The Horizon service is responsible for collecting, cleaning, and formatting incoming data. It consists of Listeners, Workers, and Roombas. Horizon can be started, stopped, and restarted with the bin/horizon.d script.

Listeners

Listeners are responsible for listening to incoming data. There are currently two types: a TCP-pickle listener on port 2024, and a UDP-messagepack listener on port 2025. The Listeners are easily extendible. Once they read a metric from their respective sockets, they put it on a shared queue that the Workers read from. For more on the Listeners, see [Getting Data Into Skyline](getting-data-into-skyline.html).

Workers

The workers are responsible for processing metrics off the queue and inserting them into Redis. They work by popping metrics off of the queue, encoding them into Messagepack, and appending them onto the respective Redis key of the metric.

Roombas

The Roombas are responsible for trimming and cleaning the data in Redis. You will only have a finite amount of memory on your server, and so if you just let the Workers append all day long, you would run out of memory.
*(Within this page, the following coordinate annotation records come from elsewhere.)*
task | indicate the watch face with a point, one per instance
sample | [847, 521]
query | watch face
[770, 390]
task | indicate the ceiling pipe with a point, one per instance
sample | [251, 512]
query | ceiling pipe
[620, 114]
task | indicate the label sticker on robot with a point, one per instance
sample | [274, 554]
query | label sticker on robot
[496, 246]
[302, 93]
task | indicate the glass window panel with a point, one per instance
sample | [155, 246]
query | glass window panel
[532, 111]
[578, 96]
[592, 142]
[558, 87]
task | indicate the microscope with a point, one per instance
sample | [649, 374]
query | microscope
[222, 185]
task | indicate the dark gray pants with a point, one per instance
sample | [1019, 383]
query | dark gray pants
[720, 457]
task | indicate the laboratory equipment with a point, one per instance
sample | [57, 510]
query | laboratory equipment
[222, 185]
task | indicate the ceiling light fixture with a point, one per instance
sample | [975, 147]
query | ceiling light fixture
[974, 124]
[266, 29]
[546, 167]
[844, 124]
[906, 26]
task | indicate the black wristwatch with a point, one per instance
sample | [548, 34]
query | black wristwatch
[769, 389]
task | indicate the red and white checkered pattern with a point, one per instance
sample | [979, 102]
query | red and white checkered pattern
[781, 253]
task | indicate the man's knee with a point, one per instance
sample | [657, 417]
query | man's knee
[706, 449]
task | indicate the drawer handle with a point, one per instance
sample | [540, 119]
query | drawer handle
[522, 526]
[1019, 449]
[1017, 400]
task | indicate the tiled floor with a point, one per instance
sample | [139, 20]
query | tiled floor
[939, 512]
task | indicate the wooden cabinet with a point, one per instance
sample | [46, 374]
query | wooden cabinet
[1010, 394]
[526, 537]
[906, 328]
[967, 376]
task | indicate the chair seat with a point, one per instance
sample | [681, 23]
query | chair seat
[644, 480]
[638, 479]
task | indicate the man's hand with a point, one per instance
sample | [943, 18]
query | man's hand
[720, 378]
The Roomba cycles through each metric in Redis and cuts it down so it is as long as settings.FULL_DURATION. It also dedupes and purges old metrics.

HORIZON_SHARDS

This is an advanced feature related to running multiple, distributed Skyline servers (and Graphite instances) in a replicated fashion. This allows for all the Skyline servers to receiver all metrics but only analyze those metrics that are assigned to the specific server (shard). This enables all Skyline servers that are running Horizon to receive the entire metric population stream from multiple Graphite carbon-relays and have Horizon drop (not submit to their Redis instance) any metrics that do not belong to their shard.

In order to achieve this replicated configuration, Graphite also needs to be configured and run appropriately to allow the metrics to be forwarded to the remote Graphite servers. To achieve this an additional carbon-relay-b instance needs to be run on each Graphite server. This additional carbon-relay-b receives metrics from all the other Graphite servers and only relays them to the Horizon shard listen process (default port 2026) and the local Graphite carbon-cache. The primary Graphite carbon-relay process on each Graphite server relays metrics to the normal horizon listen process (default port 2024), to the local carbon-cache and to each remote carbon-relay-b instance.

The carbon-relay-b only relays metrics locally.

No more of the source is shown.